夢を持ち上京したはいいが、稽古やオーディションに行かなければ良い仕事のチャンスは掴めない。ギャラの安い仕事でも台本を覚えなければならない。時間がない。でも余裕のある暮らしがしたい。そんなとき助けてくれる人が周りにいるなら、それを使わない手はないだろう。役者に限らず、アイドルやミュージシャンや芸人だって、実家暮らしや裕福な家庭でもない限りファンやパトロンに甘えないとやっていけないでしょうね。夢が現実になるまでの道のりは険しい。AKB48やグラビアの女の子にパトロンや枕営業などの黒い噂は絶えないけど、男性も変わらないということだ。女の子たちに夢を売る役者も、こうやってのし上がってきた。

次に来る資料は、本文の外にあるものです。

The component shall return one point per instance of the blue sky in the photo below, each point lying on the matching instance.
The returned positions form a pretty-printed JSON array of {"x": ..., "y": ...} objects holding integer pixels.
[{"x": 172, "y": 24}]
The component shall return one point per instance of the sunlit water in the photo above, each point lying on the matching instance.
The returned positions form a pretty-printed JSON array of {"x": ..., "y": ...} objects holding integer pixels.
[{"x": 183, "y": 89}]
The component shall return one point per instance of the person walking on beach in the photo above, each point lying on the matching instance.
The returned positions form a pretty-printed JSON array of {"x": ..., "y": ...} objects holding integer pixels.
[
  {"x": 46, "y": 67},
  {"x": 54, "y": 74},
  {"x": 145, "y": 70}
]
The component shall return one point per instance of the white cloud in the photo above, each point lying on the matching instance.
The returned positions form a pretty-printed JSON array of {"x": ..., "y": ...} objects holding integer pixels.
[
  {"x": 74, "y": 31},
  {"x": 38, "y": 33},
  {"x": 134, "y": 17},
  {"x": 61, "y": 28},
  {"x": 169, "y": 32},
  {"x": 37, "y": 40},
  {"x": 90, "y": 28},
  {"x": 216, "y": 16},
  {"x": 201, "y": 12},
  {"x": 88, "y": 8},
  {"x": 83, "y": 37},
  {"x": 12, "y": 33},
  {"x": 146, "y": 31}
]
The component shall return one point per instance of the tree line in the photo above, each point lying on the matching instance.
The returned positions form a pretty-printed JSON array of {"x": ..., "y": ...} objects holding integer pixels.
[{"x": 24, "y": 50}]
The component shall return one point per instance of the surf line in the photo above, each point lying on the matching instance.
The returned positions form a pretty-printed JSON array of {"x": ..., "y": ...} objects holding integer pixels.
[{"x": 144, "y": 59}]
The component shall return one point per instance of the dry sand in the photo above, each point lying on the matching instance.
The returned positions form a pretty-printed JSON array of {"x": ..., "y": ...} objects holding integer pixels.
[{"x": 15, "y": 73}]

好きな人に頼られていること自体が嬉しいと思ってしまう女なんてたくさんいる。愛情表現でお金を出す女なんてたくさんいる。そして一度出したら何度でも出す。ホストにハマる女性の心理のように、使命感が生まれてきたりする。
今現在のA君は彼女が出来て、その子のために他の女たちから金を貢がせている。女性側がそんなにダメージのない金額から始めて、徐々に金額を引き上げていると豪語していた。女が「都合のいい関係」としてでも繋がっていられることで幸せなら、その関係性も否定はしない。しかし大抵は女が本気になってしまい、尽くすことで自分が彼女になれるのではないかと淡い期待を抱きトラブルを起こす。女がストーカー化したり、妊娠して結婚を迫るなどをして、事務所に反省文を書かせられた役者もいる。トラブルを起こさない自信があるというA君は、いっそ役者を辞めて宝石商人にでもなればいいのに。金持ちのオジサマから貢がせるならともかく、若い女性をターゲットにしているんだから、面倒くさくならないわけがないわ。
つまり、Zのイケメン俳優たちは女に金を出させることを日常茶飯事としているので、合コン事件のようなことが起こった。俺とセックスできるのだから嫌がるわけがない……というB君の上から目線からレイプ未遂も起こった。普段からチヤホヤされているせいね。追っかけなんてしたことがない一般女性には、実に迷惑な話である。ファン以外にもそんな扱いしていたら、事務所どころか警察に訴える女も後を絶たなくなってくるでしょうよ。
最近、彼らに金を出すことを惜しまなかったという、元追っかけの女に話を聞くことができた。
「レベルの低い男性に奢ってもらうくらいなら、月にいくらかけてでもイケメンに遊んでもらいたい。それが好きな俳優なら尚更嬉しいし自分のステータスになる。そのために風俗に落ちたけど、とにかく貢ぎ女であっても私が幸せなんだから満足なの」
金を出しても心が手に入らない。諦めきれなくて更に金を出す。こんな素敵な人のそばにいられる、という自尊心だけが彼女を支えているように見えた。彼女は言う。
「芸能界なんて一部を除いたらヒモばっかりだよ、きっと」
仕事への夢を見ている人間がたくさんいるから、何かが飛びぬけていないとすぐに消えてしまう。入れ替わりが激しく比較され目移りされて保たれている世界。彼らの中で業界に残れる人物は一握りだ。
■アスモデウス蜜柑/ 好奇心旺盛な自他共に認める色欲の女帝。長年高級クラブに在籍し、様々な人脈を得る。飲み会を頻繁に企画し、様々な男女の掛け橋になり人間観察をするのが趣味(捻くれてるって?余計なお世話よ!)。そのため老若男女問わず恋愛相談を受けることが多い。趣味は映画観賞で週に3本は映画を見る。